Saving Money by Slowing the Work Lunch Cash Drain

August 3, 2008 by  
Filed under Budgeting, Spending

This post is about money that is lost (and that can be saved) just by being more disciplined in deciding what and how you are going to eat lunch in the workplace.

Earlier this year I put myself on a 1500 calorie/day diet so that I could lose a bunch of weight that had slowly accumulated over my middle age years.  To accomplish this, I had to put an end to lunching with co-workers at local eateries because the low calorie options were few or non-existent.  Instead, I began bringing cans of soup and tuna to the office and eating in.  I lost the weight (52 pounds actually) but more than that, I noticed how much money I had saved in the process.  There are many places to eat near my office but it is almost impossible to eat a meal with a drink for less than $5.00.  Most of my colleagues spend substantially more than that on a regular basis.  The soup and tuna I purchased at the grocery cost me about $1.50/meal.  That cost difference adds up quickly, as much as $7000-$15,000 invested over five years.  Here is an online calculator you can use to calculate the savings benefit of bringing your own lunch to work. For me, there is more to the story.

My assistant is a single woman who is close to my age, an age where retirement planning is elevated in importance.  Occasionally she mentions how hard it is to save for retirement and how hopeless it appears to be for her.  My assistant dresses very nicely.  I don’t know how much she spends on clothes but I do not recall ever seeing her in the same outfit twice.  (I’m sure it happens but not often enough for me to notice.)  I am also quite certain that she spends a lot more money on clothing than do I.  That’s her choice.  Other observers would probably say that I dress blandly.  If so, that’s my choice.

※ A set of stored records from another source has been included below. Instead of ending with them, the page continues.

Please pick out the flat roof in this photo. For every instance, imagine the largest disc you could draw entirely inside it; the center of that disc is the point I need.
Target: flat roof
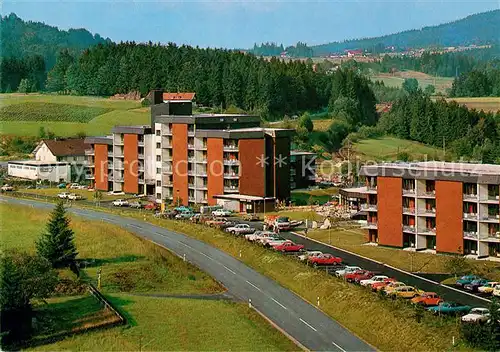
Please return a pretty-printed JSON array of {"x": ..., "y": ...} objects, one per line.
[
  {"x": 38, "y": 163},
  {"x": 238, "y": 196}
]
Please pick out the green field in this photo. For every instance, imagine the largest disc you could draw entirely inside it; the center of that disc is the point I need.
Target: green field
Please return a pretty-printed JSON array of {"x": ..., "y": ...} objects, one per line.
[
  {"x": 135, "y": 275},
  {"x": 67, "y": 115},
  {"x": 387, "y": 149}
]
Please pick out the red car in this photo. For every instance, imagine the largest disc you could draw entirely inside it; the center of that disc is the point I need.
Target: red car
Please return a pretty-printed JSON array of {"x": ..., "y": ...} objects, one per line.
[
  {"x": 358, "y": 275},
  {"x": 384, "y": 283},
  {"x": 289, "y": 246},
  {"x": 324, "y": 259}
]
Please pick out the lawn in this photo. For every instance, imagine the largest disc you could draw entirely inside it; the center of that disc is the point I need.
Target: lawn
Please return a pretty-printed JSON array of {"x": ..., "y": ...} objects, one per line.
[
  {"x": 132, "y": 266},
  {"x": 89, "y": 115},
  {"x": 387, "y": 149},
  {"x": 486, "y": 103}
]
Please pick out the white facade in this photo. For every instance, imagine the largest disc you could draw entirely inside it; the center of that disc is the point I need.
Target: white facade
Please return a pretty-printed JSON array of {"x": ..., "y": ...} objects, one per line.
[{"x": 40, "y": 170}]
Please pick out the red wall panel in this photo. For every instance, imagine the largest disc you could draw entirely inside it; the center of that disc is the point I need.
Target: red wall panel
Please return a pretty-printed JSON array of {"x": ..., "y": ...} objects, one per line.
[
  {"x": 390, "y": 210},
  {"x": 449, "y": 228},
  {"x": 130, "y": 163},
  {"x": 215, "y": 168},
  {"x": 252, "y": 172},
  {"x": 101, "y": 166},
  {"x": 179, "y": 160}
]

Another choice she makes is to eat out every work day or at least purchase her lunch at restaurant as a take-out.  This past Friday I saw my assistant eating a bowl of soup in our office lounge/kitchen.  When she saw me she said that her soup was not very good.  I had to agree that it did not look very appetizing.  There also was not much of it.   I asked her where the soup came from.  She said that she had bought it at the cafe on the first floor of our building – for $5.00 plus tax.  I showed her that I was about to heat up my large can of Campbell’s Healthy Request Beef Barley soup, at a total cost of $1.50.  I was also sure that my soup was more filling and better tasting than the watery mess I saw in her bowl.  I asked her if she was going to eat soup in the office for lunch, why didn’t she just bring a can from home and at least save some money?  Her answer was a mystifying “I don’t like to bring food from home.”  Whoa – talk about a major logic deficit.  Her hopeless feeling about her retirement future had not yet spurred her into even minimal action.

Now many readers are thinking how important their lunch hours are to them as an office break and as a social occasion.  No question that is true for many.  But if your budget is tight and your savings limited or non-existent, aren’t costly repetitive work lunches an ideal target?   Analyze what you spend each week to eat out at work.  Then administer some tough love to your work lunch cash drain.   You will free some cash flow for more important uses (such as retirement savings).  You also may lose a few pounds in the process.  

In case you are wondering, I am no longer on a 1500 calorie daily diet.  But, I am still bringing my soup and tuna to work.  I have now become addicted to the money savings.   Work lunches represent another example of small expenditures that can collectively bust your budget.